The Scavino family owns 30 hectares entirely in the Barolo area and vinifies grapes from their own vineyards located in the villages of Castiglione Falletto, Barolo, La Morra, Novello, Serralunga d’Alba, Verduno, Roddi and Monforte d’Alba.
The approach to both viticulture and winemaking is scrupulous, respectful and is aimed at preserving and therefore enhancing the expression and peculiarities of each vineyard in the wines.

Responsible for some of the most elegant and age-worthy wines in the world, Nebbiolo, named for the ubiquitous autumnal fog (called nebbia in Italian), is the star variety of northern Italy’s Piedmont region. Grown throughout the area, as well as in the neighboring Valle d’Aosta and Valtellina, it reaches its highest potential in the Piedmontese villages of Barolo, Barbaresco and Roero. Outside of Italy, growers are still very much in the experimentation stage but some success has been achieved in parts of California. Somm Secret—If you’re new to Nebbiolo, start with a charming, wallet-friendly, early-drinking Langhe Nebbiolo or Nebbiolo d'Alba.

The center of the production of the world’s most exclusive and age-worthy red wines made from Nebbiolo, the Barolo wine region includes five core townships: La Morra, Monforte d’Alba, Serralunga d’Alba, Castiglione Falletto and the Barolo village itself, as well as a few outlying villages. The landscape of Barolo, characterized by prominent and castle-topped hills, is full of history and romance centered on the Nebbiolo grape. Its wines, with the signature “tar and roses” aromas, have a deceptively light garnet color but full presence on the palate and plenty of tannins and acidity. In a well-made Barolo wine, one can expect to find complexity and good evolution with notes of, for example, strawberry, cherry, plum, leather, truffle, anise, fresh and dried herbs, tobacco and violets.

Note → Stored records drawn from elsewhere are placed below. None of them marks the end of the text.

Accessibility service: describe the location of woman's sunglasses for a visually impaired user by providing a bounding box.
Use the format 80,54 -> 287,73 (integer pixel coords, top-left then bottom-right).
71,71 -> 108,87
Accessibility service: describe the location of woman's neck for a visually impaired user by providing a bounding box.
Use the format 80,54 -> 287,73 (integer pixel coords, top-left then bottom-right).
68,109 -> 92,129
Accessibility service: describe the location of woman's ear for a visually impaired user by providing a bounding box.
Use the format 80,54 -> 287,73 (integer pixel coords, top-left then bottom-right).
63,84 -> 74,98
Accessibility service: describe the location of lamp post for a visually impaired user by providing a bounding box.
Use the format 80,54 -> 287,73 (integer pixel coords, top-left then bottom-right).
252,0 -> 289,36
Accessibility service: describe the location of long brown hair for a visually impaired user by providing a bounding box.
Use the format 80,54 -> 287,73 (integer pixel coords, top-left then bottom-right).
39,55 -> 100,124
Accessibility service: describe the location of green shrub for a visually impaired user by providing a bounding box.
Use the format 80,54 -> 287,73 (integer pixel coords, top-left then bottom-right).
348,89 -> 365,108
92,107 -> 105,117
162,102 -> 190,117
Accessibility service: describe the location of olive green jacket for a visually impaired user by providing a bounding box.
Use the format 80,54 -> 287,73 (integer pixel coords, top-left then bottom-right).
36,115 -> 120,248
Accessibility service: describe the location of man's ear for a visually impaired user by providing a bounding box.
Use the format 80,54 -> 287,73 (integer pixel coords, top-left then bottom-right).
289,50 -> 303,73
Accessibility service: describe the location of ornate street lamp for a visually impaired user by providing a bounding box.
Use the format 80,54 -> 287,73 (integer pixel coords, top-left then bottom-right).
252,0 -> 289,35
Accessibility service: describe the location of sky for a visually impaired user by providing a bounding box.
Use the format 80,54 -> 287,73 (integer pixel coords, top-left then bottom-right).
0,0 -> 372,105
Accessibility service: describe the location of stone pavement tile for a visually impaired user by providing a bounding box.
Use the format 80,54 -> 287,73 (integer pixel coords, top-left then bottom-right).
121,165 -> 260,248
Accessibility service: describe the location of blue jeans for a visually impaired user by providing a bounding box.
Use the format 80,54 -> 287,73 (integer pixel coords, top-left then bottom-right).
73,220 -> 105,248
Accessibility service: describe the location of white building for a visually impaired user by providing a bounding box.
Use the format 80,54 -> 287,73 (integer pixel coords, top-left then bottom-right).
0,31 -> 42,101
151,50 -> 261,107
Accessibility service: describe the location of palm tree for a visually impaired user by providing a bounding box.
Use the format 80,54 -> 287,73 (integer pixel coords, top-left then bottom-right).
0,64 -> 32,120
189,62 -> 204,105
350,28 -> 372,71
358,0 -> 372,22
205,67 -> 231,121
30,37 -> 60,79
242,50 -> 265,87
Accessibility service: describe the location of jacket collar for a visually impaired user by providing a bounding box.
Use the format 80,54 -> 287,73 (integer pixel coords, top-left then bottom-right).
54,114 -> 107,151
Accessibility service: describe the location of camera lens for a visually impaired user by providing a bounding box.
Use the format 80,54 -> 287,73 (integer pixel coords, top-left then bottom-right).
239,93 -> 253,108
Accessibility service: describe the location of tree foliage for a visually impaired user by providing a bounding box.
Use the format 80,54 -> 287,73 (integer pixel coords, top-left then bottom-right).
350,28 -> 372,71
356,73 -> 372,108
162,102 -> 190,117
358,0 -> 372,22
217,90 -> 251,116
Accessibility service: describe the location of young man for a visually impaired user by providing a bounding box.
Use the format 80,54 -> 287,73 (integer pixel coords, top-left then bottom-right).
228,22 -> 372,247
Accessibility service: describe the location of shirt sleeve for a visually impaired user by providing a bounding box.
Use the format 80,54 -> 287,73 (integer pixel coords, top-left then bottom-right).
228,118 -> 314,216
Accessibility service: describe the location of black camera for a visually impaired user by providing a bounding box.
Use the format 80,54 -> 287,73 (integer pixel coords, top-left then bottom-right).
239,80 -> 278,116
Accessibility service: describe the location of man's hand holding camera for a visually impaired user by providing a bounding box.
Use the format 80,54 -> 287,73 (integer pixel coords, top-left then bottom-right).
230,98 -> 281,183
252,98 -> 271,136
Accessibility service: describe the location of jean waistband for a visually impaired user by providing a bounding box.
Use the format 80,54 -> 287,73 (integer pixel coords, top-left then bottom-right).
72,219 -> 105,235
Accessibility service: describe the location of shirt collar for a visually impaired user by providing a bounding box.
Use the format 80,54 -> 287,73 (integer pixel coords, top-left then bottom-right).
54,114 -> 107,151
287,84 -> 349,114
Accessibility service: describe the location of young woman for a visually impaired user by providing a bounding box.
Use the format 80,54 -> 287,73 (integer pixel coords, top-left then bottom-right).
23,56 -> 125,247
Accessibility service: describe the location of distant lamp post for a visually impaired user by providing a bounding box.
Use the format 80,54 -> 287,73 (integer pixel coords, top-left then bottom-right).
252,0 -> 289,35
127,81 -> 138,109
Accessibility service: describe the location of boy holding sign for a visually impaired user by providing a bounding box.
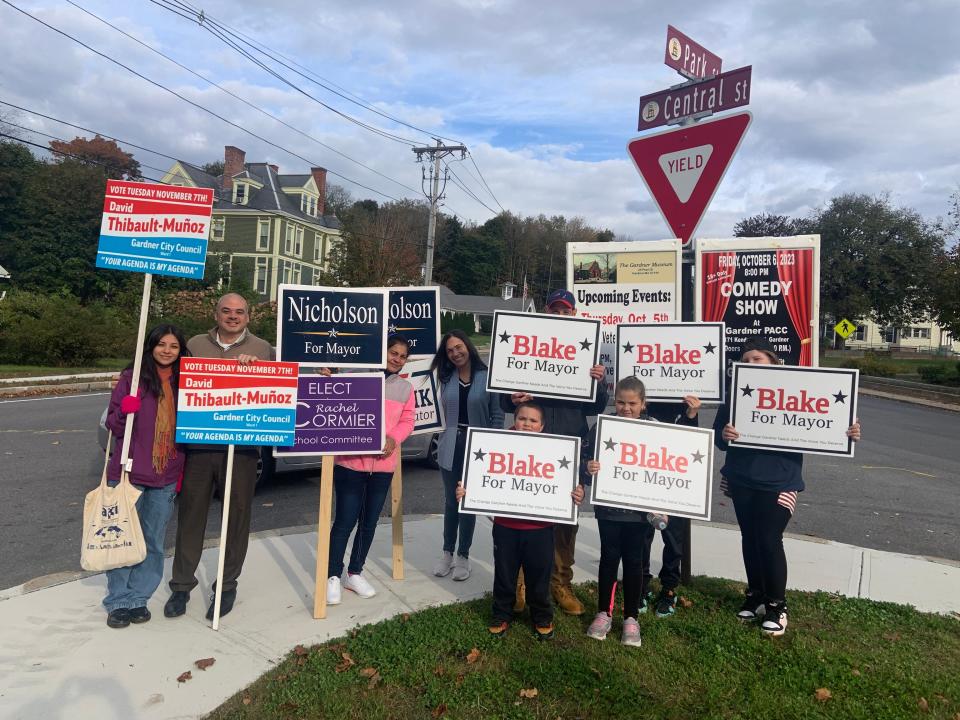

There are two predominant soil types here, which distinguish Barolo from the lesser surrounding areas. Compact and fertile Tortonian sandy marls define the vineyards farthest west and at higher elevations. Typically the Barolo wines coming from this side, from La Morra and Barolo, can be approachable relatively early on in their evolution and represent the “feminine” side of Barolo, often closer in style to Barbaresco with elegant perfume and fresh fruit.
On the eastern side of the Barolo wine region, Helvetian soils of compressed sandstone and chalks are less fertile, producing wines with intense body, power and structured tannins. This more “masculine” style comes from Monforte d’Alba and Serralunga d’Alba. The township of Castiglione Falletto covers a spine with both soil types.
The best Barolo wines need 10-15 years before they are ready to drink, and can further age for several decades.